Your organization can apply for a grant of up to $50,000, with the amount requested not exceeding 10% of your operating budget. The average grant awarded last year was just under $13,000, therefor granting may only cover partial funding needed for your project.
- Projects can be focused on just one event/program or can include multiple events/programs.
- Proposed projects should align with regional priorities. Projects that satisfy these priorities will have the largest impact on lifesaving in each region.
- We welcome project proposals from public and private shelters, rescue groups, and other animal welfare organizations that enable lifesaving.
- If the applicant that is applying is an organization that is already no-kill, their project needs to be impacting a shelter that has a lifesaving gap and has not achieved a 90% save rate.
- If awarded, the applying organization will need to submit quarterly impact statistics of how many lives were impacted through the project.
- The impacted shelter’s intake and outcome data will need to be submitted as well, in order to calculate the reduction in gap to 90%, which will measure success of the project.
- Best Friends will make calculations for reduction in lifesaving gap after all data points are submitted.

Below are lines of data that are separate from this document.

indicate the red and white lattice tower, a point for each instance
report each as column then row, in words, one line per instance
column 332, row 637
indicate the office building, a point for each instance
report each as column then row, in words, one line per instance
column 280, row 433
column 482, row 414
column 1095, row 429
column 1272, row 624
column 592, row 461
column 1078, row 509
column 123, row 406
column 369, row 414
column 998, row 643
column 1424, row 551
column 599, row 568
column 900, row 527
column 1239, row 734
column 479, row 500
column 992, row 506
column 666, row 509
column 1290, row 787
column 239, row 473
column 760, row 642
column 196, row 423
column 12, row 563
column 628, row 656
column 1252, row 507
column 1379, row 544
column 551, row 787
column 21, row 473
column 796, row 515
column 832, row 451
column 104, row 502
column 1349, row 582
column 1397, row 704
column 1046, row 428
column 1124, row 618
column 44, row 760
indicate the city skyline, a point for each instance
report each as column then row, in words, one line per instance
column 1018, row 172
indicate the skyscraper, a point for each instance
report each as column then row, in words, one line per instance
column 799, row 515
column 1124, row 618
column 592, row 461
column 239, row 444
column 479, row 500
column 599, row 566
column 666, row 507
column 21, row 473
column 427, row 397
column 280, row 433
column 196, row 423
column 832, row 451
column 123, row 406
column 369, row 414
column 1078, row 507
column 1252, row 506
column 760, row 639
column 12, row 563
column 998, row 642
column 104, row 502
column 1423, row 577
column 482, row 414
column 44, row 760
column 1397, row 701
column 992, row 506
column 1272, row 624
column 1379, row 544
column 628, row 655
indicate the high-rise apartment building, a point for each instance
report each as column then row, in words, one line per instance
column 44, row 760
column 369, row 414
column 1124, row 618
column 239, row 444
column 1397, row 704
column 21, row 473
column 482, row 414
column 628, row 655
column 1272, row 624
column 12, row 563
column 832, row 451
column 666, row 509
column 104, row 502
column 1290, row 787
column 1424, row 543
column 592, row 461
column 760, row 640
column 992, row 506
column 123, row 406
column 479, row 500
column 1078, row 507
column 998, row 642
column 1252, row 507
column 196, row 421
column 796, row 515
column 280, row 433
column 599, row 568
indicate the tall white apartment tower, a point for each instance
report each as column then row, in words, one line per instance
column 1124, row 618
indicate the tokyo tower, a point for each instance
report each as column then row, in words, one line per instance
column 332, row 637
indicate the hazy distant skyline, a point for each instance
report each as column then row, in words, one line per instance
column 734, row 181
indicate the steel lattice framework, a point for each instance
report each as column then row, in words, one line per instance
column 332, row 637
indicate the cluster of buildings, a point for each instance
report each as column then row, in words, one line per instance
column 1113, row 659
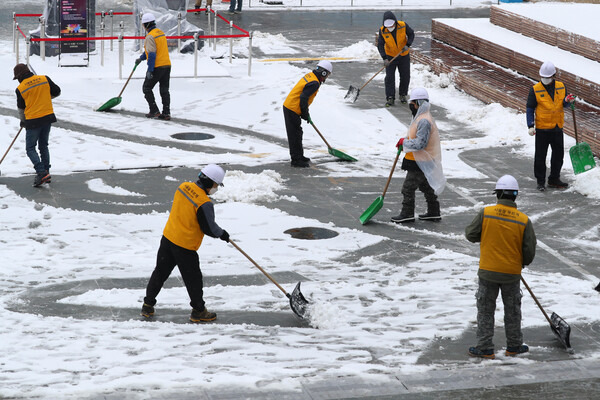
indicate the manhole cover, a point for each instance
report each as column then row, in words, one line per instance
column 192, row 136
column 311, row 233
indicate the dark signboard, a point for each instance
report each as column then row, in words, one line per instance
column 73, row 24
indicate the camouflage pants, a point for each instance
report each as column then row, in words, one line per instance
column 486, row 306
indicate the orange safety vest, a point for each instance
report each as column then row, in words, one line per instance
column 502, row 239
column 549, row 113
column 292, row 102
column 35, row 90
column 391, row 47
column 182, row 227
column 162, row 49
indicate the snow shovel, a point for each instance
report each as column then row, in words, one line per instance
column 10, row 147
column 559, row 326
column 115, row 101
column 353, row 91
column 332, row 151
column 298, row 303
column 581, row 154
column 378, row 203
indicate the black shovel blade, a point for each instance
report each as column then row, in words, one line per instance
column 561, row 329
column 298, row 303
column 352, row 94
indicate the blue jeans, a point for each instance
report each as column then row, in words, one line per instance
column 38, row 136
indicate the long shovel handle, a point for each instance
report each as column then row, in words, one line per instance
column 536, row 301
column 258, row 266
column 391, row 173
column 11, row 143
column 377, row 73
column 130, row 75
column 322, row 137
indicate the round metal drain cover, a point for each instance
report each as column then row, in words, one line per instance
column 311, row 233
column 192, row 136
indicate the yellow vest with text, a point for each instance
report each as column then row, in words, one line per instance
column 502, row 239
column 35, row 90
column 292, row 102
column 548, row 112
column 182, row 226
column 391, row 47
column 162, row 50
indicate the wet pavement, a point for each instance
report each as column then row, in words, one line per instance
column 553, row 373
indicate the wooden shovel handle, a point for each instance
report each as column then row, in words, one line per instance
column 391, row 173
column 536, row 301
column 258, row 266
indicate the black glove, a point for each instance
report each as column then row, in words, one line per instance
column 224, row 236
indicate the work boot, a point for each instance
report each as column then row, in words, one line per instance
column 404, row 217
column 514, row 350
column 147, row 311
column 557, row 184
column 202, row 316
column 475, row 352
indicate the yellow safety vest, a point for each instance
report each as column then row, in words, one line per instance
column 391, row 47
column 292, row 102
column 182, row 227
column 162, row 49
column 549, row 113
column 35, row 90
column 502, row 239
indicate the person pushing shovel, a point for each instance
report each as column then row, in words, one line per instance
column 507, row 243
column 192, row 216
column 295, row 108
column 422, row 162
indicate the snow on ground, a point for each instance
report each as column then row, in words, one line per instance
column 357, row 308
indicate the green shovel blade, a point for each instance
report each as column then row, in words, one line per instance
column 115, row 101
column 372, row 210
column 341, row 155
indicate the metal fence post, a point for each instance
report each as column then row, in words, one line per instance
column 230, row 41
column 42, row 36
column 250, row 54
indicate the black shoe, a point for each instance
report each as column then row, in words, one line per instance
column 147, row 311
column 434, row 217
column 202, row 316
column 475, row 352
column 152, row 114
column 300, row 163
column 557, row 184
column 513, row 351
column 403, row 218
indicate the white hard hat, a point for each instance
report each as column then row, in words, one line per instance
column 418, row 94
column 325, row 65
column 547, row 70
column 215, row 173
column 148, row 17
column 507, row 182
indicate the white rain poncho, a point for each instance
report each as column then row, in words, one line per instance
column 429, row 158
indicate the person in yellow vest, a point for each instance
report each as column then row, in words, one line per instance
column 422, row 161
column 394, row 39
column 507, row 243
column 295, row 108
column 156, row 52
column 192, row 216
column 34, row 102
column 545, row 119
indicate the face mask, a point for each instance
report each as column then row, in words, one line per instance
column 413, row 109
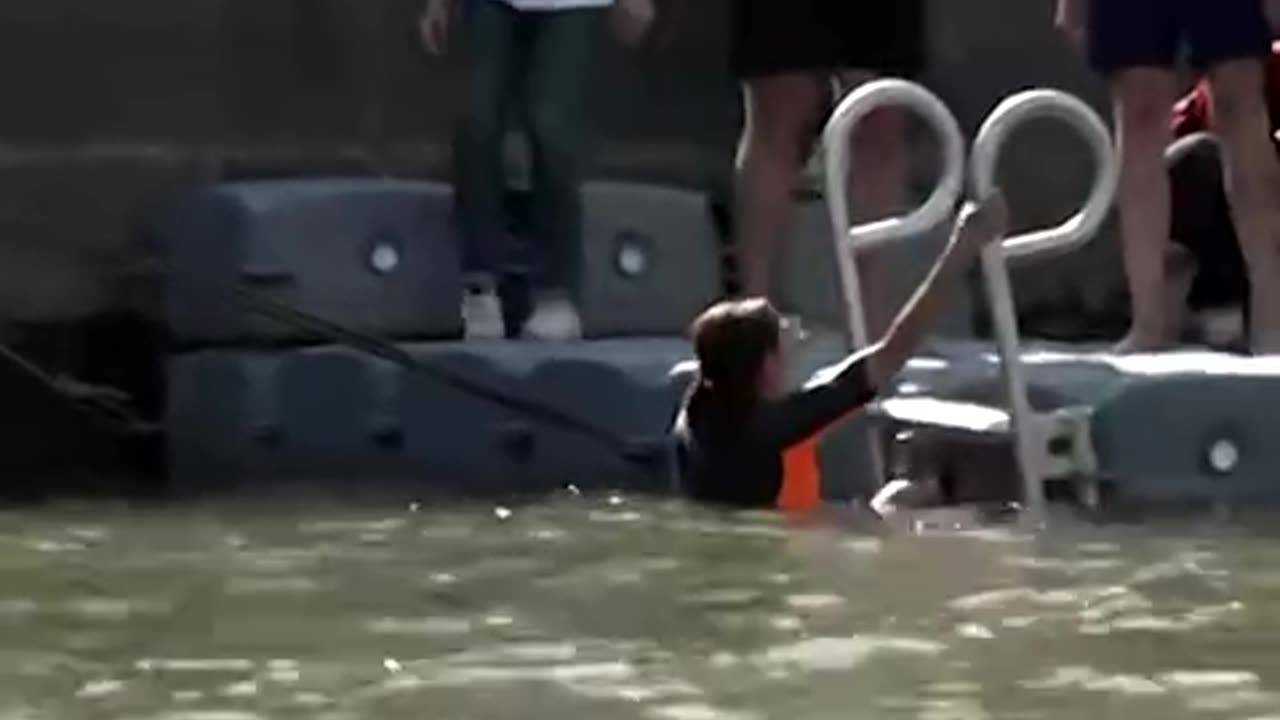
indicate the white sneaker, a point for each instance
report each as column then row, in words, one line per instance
column 554, row 319
column 481, row 313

These two metrics (impacts and reduction number in lifesaving gap) will be used for grant accountability and measuring success.

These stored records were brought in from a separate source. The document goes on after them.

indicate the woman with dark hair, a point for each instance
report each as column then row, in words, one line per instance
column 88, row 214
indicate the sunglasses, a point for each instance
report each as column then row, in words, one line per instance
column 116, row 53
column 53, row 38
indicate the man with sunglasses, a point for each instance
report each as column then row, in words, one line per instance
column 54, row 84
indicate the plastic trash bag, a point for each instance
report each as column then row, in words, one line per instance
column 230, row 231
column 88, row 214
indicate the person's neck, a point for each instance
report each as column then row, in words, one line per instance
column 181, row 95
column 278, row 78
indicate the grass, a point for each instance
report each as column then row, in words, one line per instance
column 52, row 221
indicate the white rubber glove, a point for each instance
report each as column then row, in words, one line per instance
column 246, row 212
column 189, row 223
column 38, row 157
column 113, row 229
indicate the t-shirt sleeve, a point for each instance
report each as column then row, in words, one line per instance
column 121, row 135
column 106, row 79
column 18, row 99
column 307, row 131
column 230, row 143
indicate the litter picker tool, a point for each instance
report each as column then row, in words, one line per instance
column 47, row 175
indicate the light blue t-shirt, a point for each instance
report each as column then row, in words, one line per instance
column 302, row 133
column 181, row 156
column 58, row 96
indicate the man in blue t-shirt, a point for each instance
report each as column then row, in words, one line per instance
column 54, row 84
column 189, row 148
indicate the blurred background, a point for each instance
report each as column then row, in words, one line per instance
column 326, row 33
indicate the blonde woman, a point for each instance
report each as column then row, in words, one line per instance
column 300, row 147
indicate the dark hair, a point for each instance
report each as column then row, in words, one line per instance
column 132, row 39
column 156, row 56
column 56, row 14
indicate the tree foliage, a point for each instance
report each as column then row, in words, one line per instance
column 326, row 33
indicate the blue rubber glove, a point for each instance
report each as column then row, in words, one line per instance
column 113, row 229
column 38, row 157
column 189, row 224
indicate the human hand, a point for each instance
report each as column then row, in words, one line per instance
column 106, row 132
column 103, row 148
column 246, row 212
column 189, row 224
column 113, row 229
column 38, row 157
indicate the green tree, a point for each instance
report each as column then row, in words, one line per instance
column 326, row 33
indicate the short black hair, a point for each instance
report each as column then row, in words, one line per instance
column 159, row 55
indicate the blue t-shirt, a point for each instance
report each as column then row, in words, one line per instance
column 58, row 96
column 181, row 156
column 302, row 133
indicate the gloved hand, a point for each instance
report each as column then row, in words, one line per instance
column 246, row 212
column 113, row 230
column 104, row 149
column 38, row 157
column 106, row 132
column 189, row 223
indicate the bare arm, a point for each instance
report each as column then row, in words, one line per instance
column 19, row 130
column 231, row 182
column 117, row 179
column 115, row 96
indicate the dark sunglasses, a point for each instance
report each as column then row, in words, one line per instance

Before you begin an application, please review the priorities for your region to ensure that your project aligns.
Southeast: Alabama, Florida, Georgia, Mississippi, South Carolina
South Central: Arkansas, Louisiana, Oklahoma, Texas
Great Plains: Iowa, Kansas, Minnesota, Missouri, Nebraska, North Dakota, South Dakota
Mountain West: Arizona, Colorado, Idaho, Montana, Nevada, New Mexico, Utah, Wyoming
Northeast: Connecticut, Delaware, Maine, Massachusetts, New Hampshire, New Jersey, New York, Pennsylvania, Rhode Island, Vermont
Pacific: Alaska, California, Hawaii, Oregon, Washington
Midwest: Illinois, Indiana, Michigan, Ohio, West Virginia, Wisconsin
Mid-Atlantic: District of Columbia, Kentucky, Maryland, North Carolina, Tennessee, Virginia
Dogs Trust USA Grants
Dogs Trust USA
NOTE: We have “pawsed” our Dogs Trust USA open Grants round for 2023, focusing our efforts on our Professional Development partnerships and Dog School programs for the moment. However, we may actively reach out to organizations directly to engage with them for joint projects.
Dogs Trust USA is aware of the large number of dogs abandoned and in need of loving homes across the United States, and that there are many organizations working tirelessly to help dogs live happy and healthy lives. We want to help them do even more, and we run a grants program to help other USA-based 501(c)(3) non-profits like ourselves to deliver projects which will make lasting improvements to dog welfare across the country.

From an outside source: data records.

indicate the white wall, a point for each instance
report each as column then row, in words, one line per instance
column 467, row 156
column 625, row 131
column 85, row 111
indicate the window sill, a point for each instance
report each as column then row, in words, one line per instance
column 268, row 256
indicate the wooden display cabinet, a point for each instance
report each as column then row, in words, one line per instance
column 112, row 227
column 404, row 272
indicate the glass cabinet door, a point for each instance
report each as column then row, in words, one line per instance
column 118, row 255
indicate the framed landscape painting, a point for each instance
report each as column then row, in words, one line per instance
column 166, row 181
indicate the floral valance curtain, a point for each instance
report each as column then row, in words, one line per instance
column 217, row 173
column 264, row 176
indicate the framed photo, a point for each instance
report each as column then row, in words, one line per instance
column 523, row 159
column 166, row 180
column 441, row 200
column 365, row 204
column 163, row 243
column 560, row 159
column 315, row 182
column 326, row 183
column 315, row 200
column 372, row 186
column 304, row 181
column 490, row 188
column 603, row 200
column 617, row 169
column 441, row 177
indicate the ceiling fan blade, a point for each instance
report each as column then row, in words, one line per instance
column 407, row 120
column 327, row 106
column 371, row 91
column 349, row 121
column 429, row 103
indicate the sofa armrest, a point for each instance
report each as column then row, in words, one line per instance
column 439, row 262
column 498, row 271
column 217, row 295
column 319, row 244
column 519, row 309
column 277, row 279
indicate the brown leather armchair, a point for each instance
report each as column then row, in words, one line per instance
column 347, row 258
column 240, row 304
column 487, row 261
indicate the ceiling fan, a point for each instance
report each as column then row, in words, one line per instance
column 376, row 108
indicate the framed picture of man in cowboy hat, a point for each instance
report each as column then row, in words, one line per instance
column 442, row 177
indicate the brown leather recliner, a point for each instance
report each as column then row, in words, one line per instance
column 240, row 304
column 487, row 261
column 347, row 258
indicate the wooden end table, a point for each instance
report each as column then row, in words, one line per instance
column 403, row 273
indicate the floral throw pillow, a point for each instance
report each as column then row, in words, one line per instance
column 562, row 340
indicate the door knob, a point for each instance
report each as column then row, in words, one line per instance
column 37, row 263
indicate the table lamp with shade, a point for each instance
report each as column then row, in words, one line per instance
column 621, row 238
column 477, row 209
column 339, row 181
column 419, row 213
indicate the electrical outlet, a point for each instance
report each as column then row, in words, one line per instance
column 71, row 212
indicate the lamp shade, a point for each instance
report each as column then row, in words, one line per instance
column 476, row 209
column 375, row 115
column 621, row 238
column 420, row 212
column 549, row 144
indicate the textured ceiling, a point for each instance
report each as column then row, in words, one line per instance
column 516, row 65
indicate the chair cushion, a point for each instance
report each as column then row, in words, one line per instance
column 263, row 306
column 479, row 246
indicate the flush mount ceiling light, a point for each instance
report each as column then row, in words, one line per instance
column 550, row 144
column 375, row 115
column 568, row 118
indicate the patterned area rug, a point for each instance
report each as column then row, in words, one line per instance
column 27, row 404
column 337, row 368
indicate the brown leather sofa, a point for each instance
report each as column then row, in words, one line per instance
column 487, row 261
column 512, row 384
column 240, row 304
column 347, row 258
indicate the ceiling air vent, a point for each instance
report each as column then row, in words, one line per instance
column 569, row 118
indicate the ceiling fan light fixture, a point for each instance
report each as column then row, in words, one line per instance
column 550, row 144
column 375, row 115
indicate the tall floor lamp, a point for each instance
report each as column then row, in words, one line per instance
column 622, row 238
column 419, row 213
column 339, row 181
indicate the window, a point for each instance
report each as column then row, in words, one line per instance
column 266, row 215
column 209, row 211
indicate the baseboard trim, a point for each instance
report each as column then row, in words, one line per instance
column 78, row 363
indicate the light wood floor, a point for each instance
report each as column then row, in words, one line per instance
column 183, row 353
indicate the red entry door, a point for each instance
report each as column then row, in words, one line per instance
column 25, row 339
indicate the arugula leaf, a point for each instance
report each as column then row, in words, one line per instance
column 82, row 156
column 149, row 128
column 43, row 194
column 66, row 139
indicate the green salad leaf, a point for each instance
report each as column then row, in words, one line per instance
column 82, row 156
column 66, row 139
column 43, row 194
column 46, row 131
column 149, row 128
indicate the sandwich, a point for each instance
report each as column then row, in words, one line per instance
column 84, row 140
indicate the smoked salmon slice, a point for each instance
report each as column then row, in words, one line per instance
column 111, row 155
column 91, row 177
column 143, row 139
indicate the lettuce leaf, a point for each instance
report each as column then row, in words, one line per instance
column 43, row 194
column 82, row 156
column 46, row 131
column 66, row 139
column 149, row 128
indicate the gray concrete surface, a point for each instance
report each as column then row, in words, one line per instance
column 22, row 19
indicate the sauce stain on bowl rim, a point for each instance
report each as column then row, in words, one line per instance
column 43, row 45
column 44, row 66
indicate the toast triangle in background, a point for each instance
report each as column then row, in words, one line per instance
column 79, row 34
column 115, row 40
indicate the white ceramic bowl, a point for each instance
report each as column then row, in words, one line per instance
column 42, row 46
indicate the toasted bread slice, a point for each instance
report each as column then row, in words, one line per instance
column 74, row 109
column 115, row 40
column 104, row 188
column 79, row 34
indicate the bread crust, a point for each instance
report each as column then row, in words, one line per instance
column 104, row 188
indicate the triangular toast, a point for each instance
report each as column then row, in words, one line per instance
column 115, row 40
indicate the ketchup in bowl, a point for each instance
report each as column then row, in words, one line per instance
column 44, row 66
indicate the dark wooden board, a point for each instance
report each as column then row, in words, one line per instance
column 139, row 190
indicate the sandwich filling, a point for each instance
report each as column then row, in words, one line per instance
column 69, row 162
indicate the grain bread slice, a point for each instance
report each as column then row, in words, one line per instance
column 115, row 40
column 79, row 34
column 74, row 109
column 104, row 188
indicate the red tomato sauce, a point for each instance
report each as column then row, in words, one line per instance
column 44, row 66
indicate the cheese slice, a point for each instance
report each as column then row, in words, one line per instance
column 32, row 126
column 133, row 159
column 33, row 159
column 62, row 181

The grants program will support projects in the following target states: Alabama, Arkansas, California, Florida, Georgia, Hawaii, Illinois, Kentucky, Louisiana, Michigan, Mississippi, New Mexico, New York, Nevada, North Carolina, Oklahoma, South Carolina, Tennessee, Texas, Virginia and West Virginia.
We will support well governed groups who can deliver well-planned projects that have the potential to make a strong impact. We are happy to receive applications for innovative projects that other organizations can learn from, and that contribute towards encouraging responsible dog ownership, a reduction in dog abandonment, an increase in adoption from shelters or effective management of dog populations through spay/neuter programs. All projects must be sustainable and make a measurable difference to the lives of dogs.
Our maximum grant that can be awarded for organizations who we have not previously funded through our grants program is $25,000.